As she soon approaches the ten-year anniversary of her professional wrestling career, Shawna Reed is keen on setting up the future of the business. During a recent interview with WrestleZone’s Ella Jay, the current BOTB Women’s Champion expressed her desire to transition from a competitor to a coach, once her in-ring career concludes.
“I’m gonna be honest. I’m 30 years old, so I know my window is closing, and I’m very aware of that I’m just going to keep wrestling till I believe my body is like ‘You have to stop.’ I did dabble in training a little bit, so I would love to be able to train people and help them grow.”

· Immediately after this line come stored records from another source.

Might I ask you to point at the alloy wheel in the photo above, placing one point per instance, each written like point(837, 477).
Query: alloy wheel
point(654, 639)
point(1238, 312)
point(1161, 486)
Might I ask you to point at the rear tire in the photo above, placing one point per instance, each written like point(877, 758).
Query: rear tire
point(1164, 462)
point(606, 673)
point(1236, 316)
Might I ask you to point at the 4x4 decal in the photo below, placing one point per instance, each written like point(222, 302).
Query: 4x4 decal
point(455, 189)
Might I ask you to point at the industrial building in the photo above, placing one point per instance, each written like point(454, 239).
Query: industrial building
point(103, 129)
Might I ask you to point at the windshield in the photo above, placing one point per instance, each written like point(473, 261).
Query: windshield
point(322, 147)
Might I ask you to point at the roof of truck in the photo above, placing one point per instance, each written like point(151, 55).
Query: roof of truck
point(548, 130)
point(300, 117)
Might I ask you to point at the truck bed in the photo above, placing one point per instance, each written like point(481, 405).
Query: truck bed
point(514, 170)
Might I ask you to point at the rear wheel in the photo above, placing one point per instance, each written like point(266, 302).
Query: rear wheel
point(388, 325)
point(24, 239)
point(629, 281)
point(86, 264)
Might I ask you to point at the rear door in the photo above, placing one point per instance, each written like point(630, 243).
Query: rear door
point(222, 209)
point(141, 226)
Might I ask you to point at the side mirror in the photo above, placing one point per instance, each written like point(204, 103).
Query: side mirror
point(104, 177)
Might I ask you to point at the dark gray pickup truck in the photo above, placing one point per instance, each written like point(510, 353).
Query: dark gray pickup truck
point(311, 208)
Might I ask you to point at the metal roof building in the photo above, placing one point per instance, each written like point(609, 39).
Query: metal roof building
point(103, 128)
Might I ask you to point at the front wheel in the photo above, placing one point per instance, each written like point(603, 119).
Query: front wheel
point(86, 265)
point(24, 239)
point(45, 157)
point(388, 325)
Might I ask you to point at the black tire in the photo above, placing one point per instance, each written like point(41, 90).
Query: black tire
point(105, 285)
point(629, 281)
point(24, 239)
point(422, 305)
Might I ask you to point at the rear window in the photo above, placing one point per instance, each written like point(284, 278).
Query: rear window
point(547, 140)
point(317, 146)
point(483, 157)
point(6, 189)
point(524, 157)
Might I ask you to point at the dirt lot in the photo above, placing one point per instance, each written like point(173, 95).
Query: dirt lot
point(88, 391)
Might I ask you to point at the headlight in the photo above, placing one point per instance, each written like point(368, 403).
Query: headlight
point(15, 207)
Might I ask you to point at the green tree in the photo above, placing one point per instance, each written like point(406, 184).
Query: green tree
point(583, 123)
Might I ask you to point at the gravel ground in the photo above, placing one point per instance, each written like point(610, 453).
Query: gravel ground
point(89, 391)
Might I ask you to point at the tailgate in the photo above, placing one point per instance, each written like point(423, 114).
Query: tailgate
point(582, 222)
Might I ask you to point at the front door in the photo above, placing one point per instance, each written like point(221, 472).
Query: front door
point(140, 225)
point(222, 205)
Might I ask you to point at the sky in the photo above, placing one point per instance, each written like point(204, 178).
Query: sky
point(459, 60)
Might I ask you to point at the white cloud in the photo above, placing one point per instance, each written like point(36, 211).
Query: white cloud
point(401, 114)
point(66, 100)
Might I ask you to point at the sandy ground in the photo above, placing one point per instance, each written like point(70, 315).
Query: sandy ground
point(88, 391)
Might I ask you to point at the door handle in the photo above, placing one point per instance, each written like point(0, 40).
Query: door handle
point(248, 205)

“… I think my real heart in it is training,” Reed continued. “I’ve kind of found that. And so hopefully maybe someday I get to maybe not open a training school, but maybe go to a training school and help train people. But I’m going to keep going until my body literally tells me I can’t go anymore, and we’ll see where that takes us.”
Learning The Fundamentals
When asked about the lessons she would instill into her hypothetical training students, Reed made it clear that fundamentals were key, first and foremost.
“First I would make sure they have the basics down. Basics are key, essential,” Reed said. “So many people nowadays and training schools are like, ‘Okay, sure. Lock up. Cool. Headlock takeover. Cool. Alright, get on the top, moonsault.’ Or a lot of the places now, people come in there and they’re like, ‘I don’t want to learn the basics. I just want to go do a 450. Could you teach me how to do that?'”
In addition to the in-ring basics, Reed is also intent on shaping the personas of her future students. Reed herself has undergone a drastic character change in her career, notably transforming from the “Pretty Little Psycho” into the “Daughter of a Thousand Maniacs.” Outside of the ring, though, Reed wants the next generation to maintain a sense of humbleness.
“I definitely would also talk about egos and try to instill in my students like don’t have one. Listen to your veterans. I’ve personally even had [situations where] I’ll try and give people advice and then they go and talk crap about me behind my back. But they say that in front of my friends and my friends tell me, so it gets around. If I could help not to make the same mistakes I did, then I would feel good.”